FIGS. 4A and 4B are graphs illustrating a saturation area of a signal characteristic line. FIG. 4A graphically shows signal characteristics which have no saturation area, while FIG. 4B graphically shows signal characteristics which have a saturation area. A horizontal axis represents a recording power, and a longitudinal axis represents asymmetry signal characteristics. Referring to FIG. 4A, with a recording power ranging approximately from 10 mW to 30 mW, the asymmetry signal characteristics as measured do not have a saturation area.

FIG. 4B shows an example having a higher recording power than the example shown in FIG. 4A, with a curve of asymmetry signal characteristics measured at a recording power ranging approximately from 17 mW to 37 mW.

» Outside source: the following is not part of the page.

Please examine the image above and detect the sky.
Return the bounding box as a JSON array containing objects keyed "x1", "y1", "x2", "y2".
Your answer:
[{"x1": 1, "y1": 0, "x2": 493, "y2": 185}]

As shown in FIG. 4B, in the data recording onto a rewritable optical recording medium having multiple layers, the characteristic curve of the recording signal has a saturation area A at roughly 28 mW which linearly increase according to the recording power increase before the saturation point, but linearly decrease according to the recording power increase after the saturation point. Accordingly, at a recording power of about 17 mW˜37 mW, approximately 28 mW of recording power at the saturation point can be calculated, which is equivalent to approximately 23% of the asymmetry signal characteristic value.

When the measured signal characteristics do not have saturation area as shown in FIG. 4A, the recording power is increased so that a saturation point can be detected. When the measured signal characteristics have a saturation area, a recording power corresponding to a signal characteristic value at the saturation point is calculated using the signal characteristic value at the saturation point.

Next, an optimum recording power is determined using the recording power at a saturation point of the measured signal characteristics (S915). The optimum recording power to obtain an optimum recording signal is determined by multiplying the recording power at the saturation point by a predetermined value.

FIGS. 5A and 5B show a method of calculating an optimum recording power according to one embodiment of the present invention. FIG. 5A graphically shows the relation between the recording power and the jitter, and FIG. 5B graphically shows the signal characteristics of the recording power and the asymmetry signal characteristics. The symbol Po represents the optimum recording power, and Ps represents the recording power at a saturation point.

Referring to FIG. 5A, the optimum recording power Po is set when the jittering, which represents error of the signal read from the optical recording medium, is at a minimum level. Referring to FIG. 5B, the recording power at a saturation point Ps of the asymmetry signal characteristic curve is calculated, and the optimum recording power is obtained by multiplying the Ps by a predetermined value. The optimum recording power is calculated by the following equation: P₀=k_sP_s   Equation 1

where Po is the optimum recording power, and Ps is the recording power at a saturation point. ‘k’ refers to real number.

More specifically, the ‘k’ is determined experimentally, and respectively given according to the type of optical recording medium. The ‘k’ is pre-stored in the recording management area (RMA) and read from the RMA for use in calculating a recording power at a saturation point. Alternatively, the ‘k’ can be stored at the recording/reproducing apparatus and recalled according to a determined type of optical medium.

With reference to the equation 1, the ‘k’ is smaller than ‘1’ when the optimum recording power is smaller than the recording power at the saturation point. The ‘k’ is larger than ‘1’ when the optimum recording power is larger than the recording power at the saturation point. The ‘k’ is ‘1’ when the optimum recording power matches the recording power at the saturation point.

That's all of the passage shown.